You told me about the time you broke your hymen when you were thirteen. You were on a camping trip with your family and you were all on a horseback tour around some mountain in the Ozarks. It was you, your mom and dad, your brother, and a guide who called himself “Shoe.” He pointed at the horse and said, “Horse.” And then he pointed at himself and said, “Shoe.” It was the only funny thing that he said. The rest of the time, you said, he talked about this plant and that trail and Lewis and Clark and stuff you didn’t care about.

It was your first time on a horse and his name was Thunder. He was the color of cotton balls and his back was just a couple of inches taller than your head. You were so excited about this day and had thought about it ever since school had gotten out for the summer.
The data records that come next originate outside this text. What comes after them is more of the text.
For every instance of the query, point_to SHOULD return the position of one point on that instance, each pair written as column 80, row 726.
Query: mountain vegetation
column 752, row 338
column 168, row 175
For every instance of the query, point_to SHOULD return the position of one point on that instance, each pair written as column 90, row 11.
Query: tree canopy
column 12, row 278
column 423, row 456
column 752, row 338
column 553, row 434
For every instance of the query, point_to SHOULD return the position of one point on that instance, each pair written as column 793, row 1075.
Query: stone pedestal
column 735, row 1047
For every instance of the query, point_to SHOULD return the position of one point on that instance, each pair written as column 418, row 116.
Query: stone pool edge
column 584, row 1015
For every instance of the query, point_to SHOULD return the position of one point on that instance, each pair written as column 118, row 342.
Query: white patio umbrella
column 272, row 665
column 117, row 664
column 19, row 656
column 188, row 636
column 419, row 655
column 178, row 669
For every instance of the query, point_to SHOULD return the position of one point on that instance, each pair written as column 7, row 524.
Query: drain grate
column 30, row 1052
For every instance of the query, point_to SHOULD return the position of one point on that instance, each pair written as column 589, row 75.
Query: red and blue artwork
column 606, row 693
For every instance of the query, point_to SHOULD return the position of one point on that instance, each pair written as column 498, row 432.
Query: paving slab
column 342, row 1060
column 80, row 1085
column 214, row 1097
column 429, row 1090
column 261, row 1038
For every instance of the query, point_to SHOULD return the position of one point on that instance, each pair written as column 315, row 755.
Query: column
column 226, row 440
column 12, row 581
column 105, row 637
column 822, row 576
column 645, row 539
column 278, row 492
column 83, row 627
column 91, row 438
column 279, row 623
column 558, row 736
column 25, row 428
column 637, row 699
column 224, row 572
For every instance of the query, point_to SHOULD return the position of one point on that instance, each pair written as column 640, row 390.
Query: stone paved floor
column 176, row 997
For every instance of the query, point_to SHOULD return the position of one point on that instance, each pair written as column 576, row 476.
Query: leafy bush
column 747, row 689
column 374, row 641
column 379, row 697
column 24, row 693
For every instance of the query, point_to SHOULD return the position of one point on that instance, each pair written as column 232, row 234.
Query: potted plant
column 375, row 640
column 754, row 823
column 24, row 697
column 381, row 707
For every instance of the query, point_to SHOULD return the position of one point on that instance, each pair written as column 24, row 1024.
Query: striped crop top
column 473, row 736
Toward the end of the tour, Shoe was leading your family along a stream when his horse suddenly reared up and backed into your dad’s. Then your dad’s horse backed into your mom’s and hers backed up into yours. It was a big rattlesnake that had spooked them. Thunder darted away from the pack and you lunged forward, holding on to the rope but also to the horse’s mane. The saddle slipped and you felt the hard leather horn push between your legs. Shoe steered his horse over to you and settled Thunder down. You were crying and felt paralyzed by fear. You didn’t want to look down. You remembered your mom said, “Oh, my baby.” Your brother tried not to laugh but his mouth shaped into a smirk.